It cannot be doubted that Franck was one of the most gifted musicians of the nineteenth century. After a brief, frustrating career as a reluctant child prodigy and virtuoso, Franck escaped from his tyrannical father into marriage and the modest life of a church organist, though his ambitions were anything but small. By 1847, when he took his first post as organist, at Notre Dame de Lorette, the greatest challenge facing a serious composer was the attainment of a comprehensive certainty of style.
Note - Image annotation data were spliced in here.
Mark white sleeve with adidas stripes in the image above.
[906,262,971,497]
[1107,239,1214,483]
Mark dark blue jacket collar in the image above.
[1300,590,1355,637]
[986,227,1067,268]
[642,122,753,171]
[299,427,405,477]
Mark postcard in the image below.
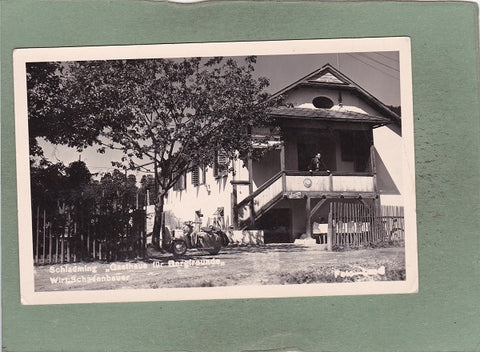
[14,37,418,305]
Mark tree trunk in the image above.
[152,194,167,249]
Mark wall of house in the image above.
[286,87,378,115]
[164,168,232,226]
[252,149,280,190]
[373,125,403,205]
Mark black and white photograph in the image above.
[14,38,418,304]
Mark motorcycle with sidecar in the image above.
[162,221,230,256]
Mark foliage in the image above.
[27,57,278,246]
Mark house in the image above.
[165,64,403,242]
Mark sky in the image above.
[40,52,400,180]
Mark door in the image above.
[256,208,292,243]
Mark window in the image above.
[213,151,229,178]
[173,173,187,191]
[192,165,206,186]
[312,97,334,109]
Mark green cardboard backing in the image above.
[0,0,480,352]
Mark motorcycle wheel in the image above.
[172,240,187,255]
[207,246,222,255]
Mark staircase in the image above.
[235,171,285,230]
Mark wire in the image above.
[372,52,398,64]
[358,53,399,72]
[347,54,400,81]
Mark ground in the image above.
[34,244,405,291]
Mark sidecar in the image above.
[162,228,223,256]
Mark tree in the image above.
[27,57,277,248]
[26,62,108,156]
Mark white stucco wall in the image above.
[373,125,404,205]
[285,87,379,116]
[164,168,232,225]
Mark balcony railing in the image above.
[235,171,375,228]
[284,171,375,193]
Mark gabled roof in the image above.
[270,107,391,126]
[272,64,401,125]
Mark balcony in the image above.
[234,171,376,228]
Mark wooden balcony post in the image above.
[327,203,334,251]
[305,196,312,238]
[370,144,377,192]
[232,184,238,230]
[247,154,253,194]
[280,142,287,192]
[249,198,255,227]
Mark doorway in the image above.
[256,208,292,244]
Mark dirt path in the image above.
[35,244,405,291]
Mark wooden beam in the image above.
[232,184,238,230]
[308,199,327,219]
[305,196,312,238]
[280,142,287,192]
[247,155,253,194]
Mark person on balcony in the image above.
[308,153,330,173]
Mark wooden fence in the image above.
[328,202,405,247]
[32,206,146,265]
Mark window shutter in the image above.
[192,167,200,186]
[213,151,229,177]
[173,174,187,191]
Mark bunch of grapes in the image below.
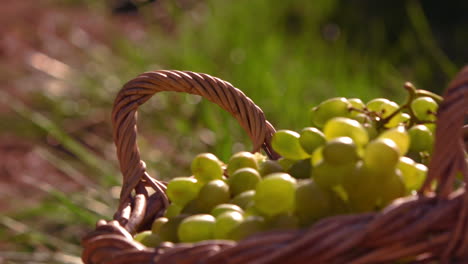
[135,84,441,247]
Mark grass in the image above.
[0,0,460,263]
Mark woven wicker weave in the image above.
[82,67,468,264]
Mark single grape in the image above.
[254,173,296,216]
[228,168,261,196]
[322,137,359,165]
[214,211,244,239]
[228,216,266,241]
[258,160,284,176]
[166,177,201,206]
[408,125,434,153]
[287,159,312,179]
[227,151,258,175]
[177,214,216,242]
[299,127,326,154]
[210,203,244,217]
[191,153,224,183]
[134,230,163,247]
[363,138,400,171]
[229,190,255,210]
[271,130,310,160]
[323,117,369,147]
[310,97,351,128]
[378,126,410,156]
[295,179,332,227]
[411,96,439,121]
[197,180,230,213]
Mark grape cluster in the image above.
[135,85,441,247]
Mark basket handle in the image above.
[112,70,279,208]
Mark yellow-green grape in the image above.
[312,160,355,190]
[134,230,163,247]
[295,179,333,227]
[363,138,400,171]
[164,203,184,218]
[408,125,434,153]
[254,173,296,216]
[191,153,224,183]
[177,214,216,242]
[227,151,258,175]
[287,159,312,179]
[230,190,255,210]
[380,169,406,207]
[228,216,266,241]
[197,180,230,213]
[166,177,201,206]
[322,137,359,165]
[210,203,244,217]
[323,117,369,147]
[379,126,410,156]
[228,168,261,196]
[310,97,351,128]
[271,130,310,160]
[214,211,244,239]
[411,96,439,121]
[299,127,326,154]
[397,157,427,193]
[258,160,284,176]
[266,214,299,230]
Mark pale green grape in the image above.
[191,153,224,183]
[254,173,296,216]
[271,130,310,160]
[228,168,261,196]
[323,117,369,147]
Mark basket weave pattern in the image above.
[82,67,468,264]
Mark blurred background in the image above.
[0,0,468,263]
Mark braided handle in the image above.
[112,70,278,218]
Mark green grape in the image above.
[230,190,255,210]
[214,211,244,239]
[177,214,216,242]
[312,160,355,190]
[254,173,296,216]
[378,126,410,156]
[271,130,310,160]
[210,203,244,217]
[227,151,258,175]
[295,179,332,227]
[164,203,184,218]
[151,217,169,234]
[397,157,427,193]
[408,125,434,153]
[191,153,224,183]
[310,97,351,128]
[287,159,312,179]
[322,137,359,165]
[197,180,230,213]
[258,160,284,176]
[158,214,188,243]
[228,168,261,196]
[265,214,299,230]
[134,230,163,247]
[363,138,400,171]
[228,216,266,241]
[411,96,439,121]
[380,169,406,207]
[323,117,369,147]
[366,98,398,118]
[166,177,201,206]
[299,127,326,154]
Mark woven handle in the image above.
[112,70,278,223]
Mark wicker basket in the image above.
[82,67,468,264]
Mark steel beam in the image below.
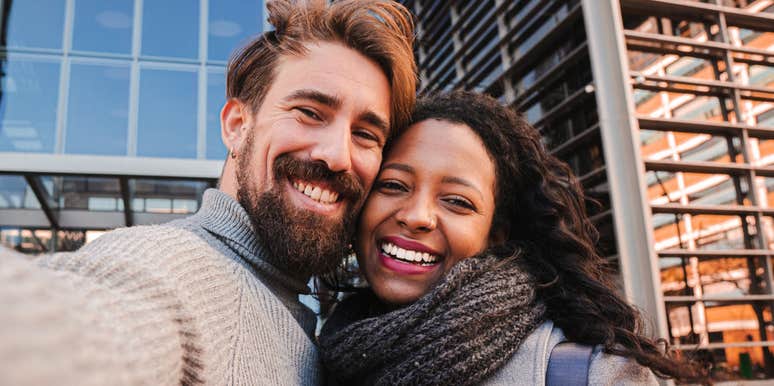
[0,152,223,179]
[24,174,59,229]
[581,0,669,338]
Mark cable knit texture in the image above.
[0,190,320,385]
[320,257,545,385]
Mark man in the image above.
[0,0,415,385]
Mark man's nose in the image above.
[310,124,352,172]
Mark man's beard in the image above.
[237,135,365,277]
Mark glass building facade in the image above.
[0,0,265,252]
[402,0,774,381]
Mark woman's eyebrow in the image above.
[441,176,484,200]
[382,162,414,173]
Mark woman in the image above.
[320,91,701,385]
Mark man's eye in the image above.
[296,107,322,121]
[352,130,380,144]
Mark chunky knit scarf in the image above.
[320,257,545,385]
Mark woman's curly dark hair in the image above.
[412,91,706,381]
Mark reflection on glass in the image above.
[640,130,743,163]
[142,0,199,59]
[65,64,129,155]
[129,179,208,214]
[653,213,755,251]
[207,72,226,160]
[54,177,123,212]
[7,0,65,49]
[73,0,133,54]
[0,175,40,209]
[207,0,263,61]
[0,57,60,153]
[645,171,750,205]
[137,69,197,158]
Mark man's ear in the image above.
[220,98,251,153]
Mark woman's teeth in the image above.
[382,243,438,265]
[293,181,339,204]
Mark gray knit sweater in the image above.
[0,190,320,385]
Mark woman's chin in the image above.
[371,285,425,306]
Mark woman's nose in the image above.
[396,198,437,232]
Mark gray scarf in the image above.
[320,256,545,385]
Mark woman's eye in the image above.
[376,180,407,192]
[445,197,476,212]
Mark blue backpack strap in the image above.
[546,342,594,386]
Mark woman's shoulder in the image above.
[589,346,658,385]
[484,321,658,386]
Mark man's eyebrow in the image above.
[360,111,390,138]
[283,89,341,109]
[441,176,484,200]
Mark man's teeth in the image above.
[293,181,339,204]
[382,243,438,264]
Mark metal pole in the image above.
[582,0,669,338]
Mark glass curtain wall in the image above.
[0,0,264,160]
[402,0,774,381]
[0,0,265,253]
[622,1,774,380]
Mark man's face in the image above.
[237,42,390,274]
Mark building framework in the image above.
[402,0,774,380]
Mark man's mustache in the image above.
[274,154,365,201]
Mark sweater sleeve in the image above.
[0,244,184,385]
[589,346,659,386]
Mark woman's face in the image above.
[356,119,495,304]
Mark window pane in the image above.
[137,69,197,158]
[0,175,40,209]
[0,60,60,153]
[207,0,263,60]
[207,72,226,160]
[73,0,134,54]
[65,64,129,155]
[129,179,208,213]
[142,0,199,59]
[54,177,123,211]
[7,0,65,48]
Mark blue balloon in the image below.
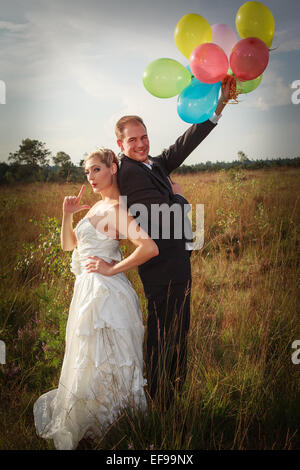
[186,65,195,78]
[177,78,221,124]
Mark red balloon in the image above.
[230,38,269,81]
[190,42,228,84]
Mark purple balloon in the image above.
[211,24,238,58]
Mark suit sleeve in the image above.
[155,120,217,174]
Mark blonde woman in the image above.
[33,149,158,449]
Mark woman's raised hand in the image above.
[63,185,91,214]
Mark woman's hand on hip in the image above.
[85,256,116,276]
[63,185,91,214]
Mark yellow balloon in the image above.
[174,13,212,59]
[235,2,275,47]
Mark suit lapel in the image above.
[122,155,173,195]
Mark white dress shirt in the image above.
[142,113,222,250]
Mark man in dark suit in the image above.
[115,78,235,408]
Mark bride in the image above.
[33,149,158,450]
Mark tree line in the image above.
[0,138,300,184]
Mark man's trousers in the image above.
[144,279,191,408]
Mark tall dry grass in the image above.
[0,169,300,449]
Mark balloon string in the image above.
[222,75,239,104]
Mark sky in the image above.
[0,0,300,165]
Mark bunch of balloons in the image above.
[143,1,275,123]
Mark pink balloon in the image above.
[230,38,269,81]
[190,42,228,84]
[211,24,238,58]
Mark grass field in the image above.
[0,168,300,450]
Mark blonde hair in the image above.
[82,147,119,169]
[115,116,147,140]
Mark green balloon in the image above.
[236,75,262,93]
[143,59,192,98]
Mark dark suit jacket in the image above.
[118,120,216,285]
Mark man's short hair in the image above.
[115,116,147,140]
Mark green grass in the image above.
[0,169,300,450]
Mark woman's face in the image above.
[85,157,114,193]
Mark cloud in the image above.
[271,28,300,53]
[244,63,291,111]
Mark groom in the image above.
[115,78,235,408]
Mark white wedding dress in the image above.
[33,216,146,450]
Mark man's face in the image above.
[117,122,149,163]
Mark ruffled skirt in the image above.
[33,272,146,450]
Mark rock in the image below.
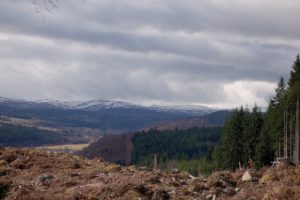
[242,171,252,182]
[103,164,122,173]
[224,187,236,197]
[37,174,54,183]
[124,190,143,200]
[259,173,279,184]
[0,160,8,167]
[171,168,179,174]
[151,189,170,200]
[206,172,236,188]
[190,178,207,193]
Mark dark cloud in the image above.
[0,0,300,106]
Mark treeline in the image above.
[0,123,65,147]
[132,127,222,171]
[210,55,300,170]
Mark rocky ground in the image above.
[0,147,300,200]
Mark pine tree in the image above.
[244,105,263,160]
[214,107,245,169]
[287,55,300,110]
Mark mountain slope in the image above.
[0,98,214,131]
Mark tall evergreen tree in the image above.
[244,105,263,161]
[287,55,300,110]
[214,107,245,169]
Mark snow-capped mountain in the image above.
[36,97,216,115]
[0,98,216,131]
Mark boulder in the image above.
[242,171,253,182]
[37,174,54,183]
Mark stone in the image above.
[37,174,54,183]
[242,171,252,182]
[224,187,236,197]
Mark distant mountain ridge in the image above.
[0,97,216,132]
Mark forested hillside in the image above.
[205,55,300,170]
[0,124,66,147]
[132,127,222,166]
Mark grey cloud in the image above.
[0,0,300,105]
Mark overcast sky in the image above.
[0,0,300,107]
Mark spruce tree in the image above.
[244,105,263,160]
[214,107,245,169]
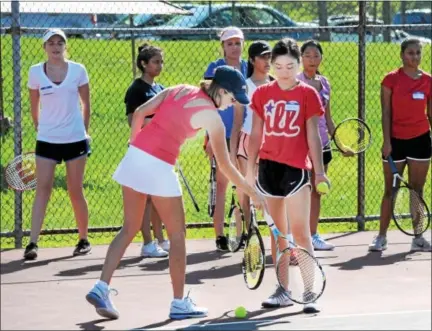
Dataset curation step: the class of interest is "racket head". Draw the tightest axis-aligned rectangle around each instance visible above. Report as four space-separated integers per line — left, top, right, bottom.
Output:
242 225 265 290
276 245 326 304
4 152 37 191
333 118 372 154
227 204 244 253
392 182 431 236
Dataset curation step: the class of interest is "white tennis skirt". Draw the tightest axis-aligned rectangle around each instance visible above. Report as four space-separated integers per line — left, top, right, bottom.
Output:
113 146 182 197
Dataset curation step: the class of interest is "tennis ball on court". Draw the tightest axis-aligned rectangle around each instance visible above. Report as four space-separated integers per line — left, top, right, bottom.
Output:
317 182 330 194
234 306 247 318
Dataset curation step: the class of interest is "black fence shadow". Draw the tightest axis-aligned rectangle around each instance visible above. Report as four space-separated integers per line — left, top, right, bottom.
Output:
329 252 431 270
133 308 304 331
0 255 73 275
55 251 233 277
75 318 110 331
55 256 143 277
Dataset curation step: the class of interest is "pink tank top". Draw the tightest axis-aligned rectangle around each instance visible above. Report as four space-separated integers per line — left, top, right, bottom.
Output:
131 85 217 165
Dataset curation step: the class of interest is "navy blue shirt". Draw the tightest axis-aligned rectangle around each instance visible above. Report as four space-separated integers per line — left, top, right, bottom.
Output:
124 78 165 118
204 59 247 138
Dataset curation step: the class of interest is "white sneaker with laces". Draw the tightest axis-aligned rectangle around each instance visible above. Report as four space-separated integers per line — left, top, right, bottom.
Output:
86 281 120 319
303 292 321 314
411 236 431 252
312 233 335 251
369 236 387 252
261 285 294 308
159 240 170 252
169 294 208 320
141 241 168 257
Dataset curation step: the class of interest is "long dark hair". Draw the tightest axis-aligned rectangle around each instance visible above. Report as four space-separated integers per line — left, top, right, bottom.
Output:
300 39 324 75
136 43 163 74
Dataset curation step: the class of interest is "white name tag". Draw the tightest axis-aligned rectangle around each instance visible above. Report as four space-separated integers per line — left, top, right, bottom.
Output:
285 101 300 111
413 92 424 100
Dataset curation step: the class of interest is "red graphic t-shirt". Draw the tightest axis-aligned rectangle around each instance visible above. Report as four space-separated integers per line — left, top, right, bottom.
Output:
251 81 324 170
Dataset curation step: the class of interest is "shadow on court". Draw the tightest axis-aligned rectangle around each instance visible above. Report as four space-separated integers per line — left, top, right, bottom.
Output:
329 252 431 270
0 255 73 275
133 308 304 331
55 251 233 277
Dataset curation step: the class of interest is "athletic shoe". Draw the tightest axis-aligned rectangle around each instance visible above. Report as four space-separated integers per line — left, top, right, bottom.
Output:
261 285 294 308
24 243 38 260
216 236 229 252
73 239 91 256
169 294 208 320
86 281 119 319
141 241 168 257
411 236 431 252
369 236 387 252
312 233 335 251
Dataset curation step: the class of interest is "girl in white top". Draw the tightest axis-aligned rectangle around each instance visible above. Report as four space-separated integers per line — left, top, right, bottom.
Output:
24 29 91 260
231 40 272 227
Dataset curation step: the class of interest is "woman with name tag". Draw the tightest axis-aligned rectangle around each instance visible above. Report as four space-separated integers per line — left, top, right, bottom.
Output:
369 38 432 251
24 29 91 260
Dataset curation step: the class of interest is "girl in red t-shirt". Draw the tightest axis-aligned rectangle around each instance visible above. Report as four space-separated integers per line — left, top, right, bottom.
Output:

If Saint-Saëns, Gounod, and Bizet looked back to Classical models for their symphonies, Franck -- with his preternatural aptitude for counterpoint -- espoused the works of Bach and the later Beethoven as his models, though his assimilation of these two (at that time) rather recondite tributaries proved both haphazard and creatively transforming.
When Franck moved into a new post as organist of the just-constructed, soon-to-be fashionable Parisian basilica of Sainte-Clotilde, with its superb Cavaillé-Coll organ, he was spurred to his first attempt to cut through the Gordian knot of style with his Six Pieces for Organ. Though their precise dating is disputed, they seem to have taken shape between 1858 and 1864. As one might expect, they are a rather mixed bag, with the Prière essaying facile religious sentiments, yet with that touch of chromatic yearning which marked Franck as a mystic to his contemporaries; the Prélude, Fugue et Variation looking ahead to the great piano triptychs of the 1880s; a Final touched with the spirit of Offenbach; and the imposing Grande Pièce symphonique which demonstrated that the great Romantic organ could rival an orchestra in works of symphonic scope.
Revealingly, it is dedicated to Charles-Valentin Alkan, a composer and virtuoso given to facetious stylistic toying. More to the point, in 1857 Alkan had published his monumental Douze Études dans tous les tons mineurs, Op. 39, which included -- for solo piano -- a symphonie in four movements, and the stupendous concerto in three. Though played without a break, the Grande Pièce symphonique is usually analyzed as being in three movements -- the development of the central Andante leads to a scherzo-like Allegro, as in the great Symphony in D Minor (1888). The opening Andante serioso makes large gestures soon halted by a second, anxiously questioning theme, and the two are developed in something very much like sonata first movement form. The central Andante is notable mainly for its cloying, chromatically pleading melody. After reminiscences of the foregoing, in the manner of the last movement of Beethoven's Ninth Symphony, the initial theme is fugally worked to a brilliantly resounding peroration. It was heard for the first time with Franck's premiere of the Six Pièces at Sainte-Clotilde on November 17, 1864.